I stood in my kitchen last Wednesday and went from “fine” to “in distress” in a millisecond.

I held a glass of water in my hand. I drank some, then discovered that I was actually quite parched. So, I gulped more water. Drinking entails swallowing, followed by a procession down your esophagus and into your stomach.

Did I mention that I don’t have a healthy esophagus?
I forget that sometimes.

Last Wednesday, there was a miscommunication in my body.
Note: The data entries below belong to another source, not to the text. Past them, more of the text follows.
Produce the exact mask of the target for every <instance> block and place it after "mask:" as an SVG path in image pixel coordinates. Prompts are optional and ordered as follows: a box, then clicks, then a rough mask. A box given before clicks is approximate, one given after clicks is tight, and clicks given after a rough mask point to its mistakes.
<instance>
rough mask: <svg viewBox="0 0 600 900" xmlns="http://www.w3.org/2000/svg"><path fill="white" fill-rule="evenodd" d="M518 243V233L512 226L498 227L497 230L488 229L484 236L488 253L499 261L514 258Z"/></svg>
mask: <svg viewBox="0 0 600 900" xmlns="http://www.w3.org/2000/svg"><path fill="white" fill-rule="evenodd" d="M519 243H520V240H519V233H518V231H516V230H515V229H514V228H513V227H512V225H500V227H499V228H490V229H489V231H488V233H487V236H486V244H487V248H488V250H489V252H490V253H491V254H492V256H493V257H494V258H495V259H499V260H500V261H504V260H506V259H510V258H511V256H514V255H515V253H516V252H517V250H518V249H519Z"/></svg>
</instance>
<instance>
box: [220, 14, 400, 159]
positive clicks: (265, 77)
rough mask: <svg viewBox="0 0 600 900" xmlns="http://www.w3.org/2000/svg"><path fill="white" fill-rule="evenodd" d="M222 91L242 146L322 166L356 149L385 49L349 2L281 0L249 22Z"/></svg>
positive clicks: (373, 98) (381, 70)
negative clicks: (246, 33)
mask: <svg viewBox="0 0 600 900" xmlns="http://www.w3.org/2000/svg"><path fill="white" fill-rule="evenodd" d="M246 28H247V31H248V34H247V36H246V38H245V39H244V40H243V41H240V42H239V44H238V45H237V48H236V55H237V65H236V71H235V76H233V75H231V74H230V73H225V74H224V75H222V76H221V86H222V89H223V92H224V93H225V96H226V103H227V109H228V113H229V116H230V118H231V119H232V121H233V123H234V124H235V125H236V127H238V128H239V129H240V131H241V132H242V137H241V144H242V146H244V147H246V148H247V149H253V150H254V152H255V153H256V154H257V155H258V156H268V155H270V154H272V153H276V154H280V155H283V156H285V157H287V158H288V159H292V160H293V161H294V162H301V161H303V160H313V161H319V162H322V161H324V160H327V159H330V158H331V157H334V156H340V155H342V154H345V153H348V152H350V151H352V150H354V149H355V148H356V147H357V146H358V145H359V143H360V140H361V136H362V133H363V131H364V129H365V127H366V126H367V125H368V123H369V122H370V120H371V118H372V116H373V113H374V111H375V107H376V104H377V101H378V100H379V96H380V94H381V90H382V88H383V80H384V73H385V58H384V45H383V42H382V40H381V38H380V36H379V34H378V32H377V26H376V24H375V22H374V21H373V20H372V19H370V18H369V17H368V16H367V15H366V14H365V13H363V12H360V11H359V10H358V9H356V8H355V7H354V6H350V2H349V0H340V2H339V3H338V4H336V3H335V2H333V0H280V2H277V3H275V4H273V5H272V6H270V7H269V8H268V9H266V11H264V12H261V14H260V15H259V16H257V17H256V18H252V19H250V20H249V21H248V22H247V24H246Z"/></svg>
The signals between my head and my esophagus were not deciphered in time. I received a warning fired back - YOU ARE DROWNING. All that water I had gulped didn’t go down, but was backlogged in my esophagus and before I realized this, I tried to take a breath.

It is impossible to convey how quickly things began to move…and how absolutely inert I felt at the same time. I began heaving, a short geyser of water shot out of my mouth and I gasped…or my brain told my lungs to gasp but nothing came out. There was a total breakdown in my body - messages firing and not landing, distress calls being sounded and nothing coming out.

I was drowning in my own kitchen while my sister sat 50 feet down the hall completely clueless.

For days after this incident, I feel anxiety rising when I think of it. The inability to breathe, the wherewithal to know that I was in distress but the confusion about how to communicate that, the desperation to get oxygen, the shallow, halting gasps I was eventually able to get. It was terrifying. It is terrifying.

And what do I do with it now, this traumatic memory attached to drinking? swallowing? breathing?

In the midst of a pandemic where everyone is fearful about the virus out there, I was reminded that I carry something within my body that could take me out…with a sip of water. It scares me and frees me, all at the same time.